Tanto per cominciare, mi rendo conto che la buona creanza vorrebbe che non si parlasse d'un disco che ancora deve vedere la luce, ma tant'é, se proprio questa cosa vi rimane sullo stomaco, provate a inghiottirla come un preambolo a una recensione come si deve o conviene che, non vogliatemene, non sarò io a fare.
Gironzolando finisco un paio di giorni addietro sul sito dei Battles, rimango un poco stranito dalla copertina, ascolto il pezzo ascoltabile di rito, Ice Cream. Mi piace, ha un bel tiro. Ci sono il 15 a milano. Non resisto alla tentazione, cerco un link amico e scarico "Gloss Drop" (Warp, 2011) per intero.
Il caso vuole, ammesso che il caso possa volere, che tra la manciata di link che m'occorre per tirar giù pure la copertina escano i soliti sentieri che portano a forum musicali d'gni risma, e buttandoci un occhio non posso che rammaricarmi alla notizia che, per dirla col brizzi letto da sbarbo, Tyondai Braxton ha lasciato il gruppo.

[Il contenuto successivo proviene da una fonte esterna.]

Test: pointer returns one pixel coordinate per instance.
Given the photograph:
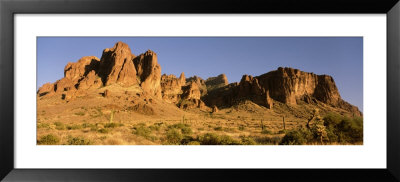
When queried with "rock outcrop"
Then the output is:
(47, 88)
(171, 88)
(216, 82)
(149, 72)
(116, 65)
(119, 66)
(285, 85)
(201, 84)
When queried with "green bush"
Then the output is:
(78, 141)
(193, 143)
(174, 136)
(185, 128)
(266, 140)
(155, 127)
(80, 113)
(186, 131)
(48, 140)
(248, 141)
(43, 125)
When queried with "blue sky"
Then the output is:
(340, 57)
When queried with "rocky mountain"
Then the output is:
(118, 66)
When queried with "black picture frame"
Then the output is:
(9, 8)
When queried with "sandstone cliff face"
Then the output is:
(289, 85)
(285, 85)
(149, 72)
(171, 88)
(119, 66)
(116, 66)
(201, 84)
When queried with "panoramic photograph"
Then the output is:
(199, 91)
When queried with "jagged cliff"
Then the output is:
(118, 65)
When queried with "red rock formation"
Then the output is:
(75, 71)
(216, 82)
(199, 82)
(116, 66)
(149, 72)
(46, 89)
(171, 88)
(285, 85)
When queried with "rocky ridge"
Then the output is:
(118, 65)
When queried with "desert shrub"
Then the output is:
(186, 131)
(343, 129)
(282, 131)
(60, 126)
(266, 140)
(218, 128)
(92, 127)
(48, 140)
(155, 127)
(187, 139)
(78, 141)
(214, 139)
(103, 130)
(185, 128)
(80, 113)
(174, 136)
(194, 143)
(74, 127)
(113, 125)
(43, 125)
(232, 130)
(142, 130)
(265, 131)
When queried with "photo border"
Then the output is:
(9, 8)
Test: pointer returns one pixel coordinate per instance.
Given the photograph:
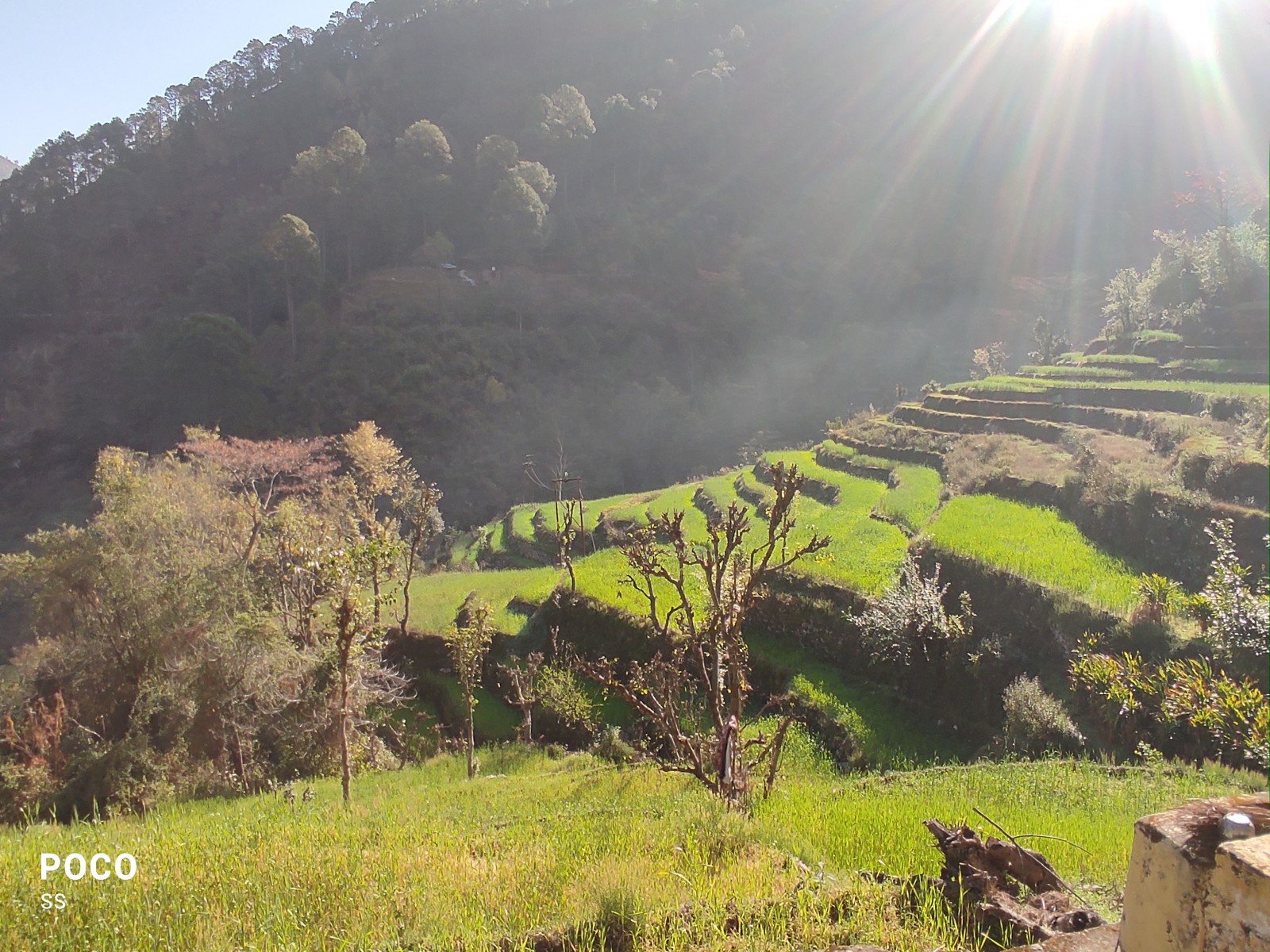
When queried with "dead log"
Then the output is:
(983, 880)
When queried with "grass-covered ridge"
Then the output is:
(1035, 385)
(423, 858)
(1035, 543)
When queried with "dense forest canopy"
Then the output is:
(676, 225)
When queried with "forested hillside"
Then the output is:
(673, 226)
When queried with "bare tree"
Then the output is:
(469, 643)
(522, 685)
(700, 674)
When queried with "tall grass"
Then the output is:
(914, 501)
(864, 554)
(1034, 385)
(1081, 372)
(425, 858)
(1037, 543)
(887, 733)
(435, 600)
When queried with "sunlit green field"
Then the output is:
(1034, 385)
(427, 860)
(914, 501)
(1035, 543)
(436, 598)
(1083, 372)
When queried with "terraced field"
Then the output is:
(1037, 543)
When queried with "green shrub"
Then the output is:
(1037, 721)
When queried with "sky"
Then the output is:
(67, 63)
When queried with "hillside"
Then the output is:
(573, 847)
(727, 230)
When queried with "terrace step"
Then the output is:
(944, 422)
(1145, 400)
(829, 460)
(1098, 416)
(520, 546)
(751, 494)
(897, 451)
(819, 490)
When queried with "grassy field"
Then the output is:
(889, 735)
(1111, 359)
(914, 501)
(864, 554)
(436, 598)
(425, 860)
(1227, 366)
(1034, 385)
(1034, 543)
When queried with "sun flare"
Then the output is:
(1191, 21)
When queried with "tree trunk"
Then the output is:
(471, 739)
(406, 590)
(251, 308)
(291, 308)
(346, 768)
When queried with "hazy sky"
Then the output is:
(67, 63)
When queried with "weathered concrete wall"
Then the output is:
(1187, 894)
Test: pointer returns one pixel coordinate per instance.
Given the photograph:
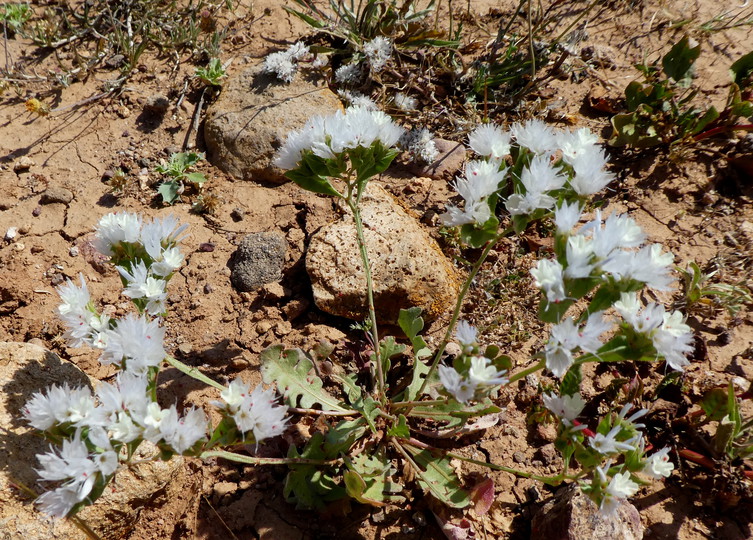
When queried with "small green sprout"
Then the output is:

Che dire. A torto o ragione, il disco è criticato più o meno aspramente in ogni dove. Al primo ascolto è l'amaro in bocca per quel che poteva essere e per quello che invece non sarà mai. I numerosi commenti, sacri o profani, si spingono financo al mettere il caro Williams alla gogna, ipotizzando che come il successo dei Battles è imputabile a Braxton quello dei Don era appannaggio del buon Damon Che, e leccando pure la tesi che, chissà, la bontà degli S&S fosse in fin dei conti merito di David Shea...
Senza nulla togliere né al buon Damon Che né tantomeno al genio di Braxton (due musicisti della quale ho amato ogni progetto), direi che, benché il mio non sia l'orecchio fine d'un intenditore, il povero Williams dovrebbe, per esacerbare il concetto, godere delle migliori figlie delle generazioni a venire.
Dopo qualche giorno d'ascolto quel che posso dire con certezza è che si tratta d'un disco dei Battles e punto, e che dunque rispetto al precedente il genere, o meglio il non-genere, è il medesimo. Se dovessi battezzare il lavoro sia di William, benché sia un termine che forse s'addice di più a Braxton, adopererei il termine "apprendista stregone". Se già dal primo pezzo, Africastle, si sente la mano di quest'ultimo (abbia lavorato direttamente al materiale del disco o sia solo influenza, non sarò certo io a dirvelo, ma così a naso propenderei per la prima), tant'è che alcuni passaggi suonano affini sia al recente "Central Market" che al vecchio "History..." d'inizio millennio.
Per quanto si senta la mano, nel bene o nel male, si sente anche la mancanza della voce onnipresente in "Mirrored" benché, sotto questo rispetto, i restanti moschettieri abbiano messo una pezza con delle collaborazioni piuttosto ben riuscite (Matias Aguayo, Gary Numan, Kazu Marino, Yamantaka Eye). Gli altri pezzi ricordano stringhe a metà tra "American Don" dei Don e "Under Thunder..." degli Storm, ritornelli strumentali che si rincorrono fino a creare i temi dei pezzi, loop mannari che aspettano la sera per aggredire e il giorno per perdere il pelo ma non il vizio di ammaliare chi vi presta orecchio, d'infilarvi quella pulce che vi farà dire che l'amate o l'odiate. La base ritmica, costipata come al solito, è un tappeto sul quale rotolarsi senza vergogna, senza la paura che il gallo canti tre volte nelle vostre orecchie da traditori di "Mirrored", senza la paura che il grillo parlante vi sussurri di scordare i fasti d'un tempo. Eppure, dannazione, anche senza la vocina della fatina Tyondai...
A questo punto fate voi. Fate voi innanzitutto una recensione competente, fatta da chi ha capacità, tempo e voglia d'informarsi come si deve e conviene. E fate voi anche la valutazione. Per buttarla sul ridere, dopo qualche giorno io sto aspettando di innamorarmi, e mi sento come ci si sente in queste situazioni, a metà tra la paura d'essere incapaci al lasciarsi andare, e quella di prenderlo nel sedere.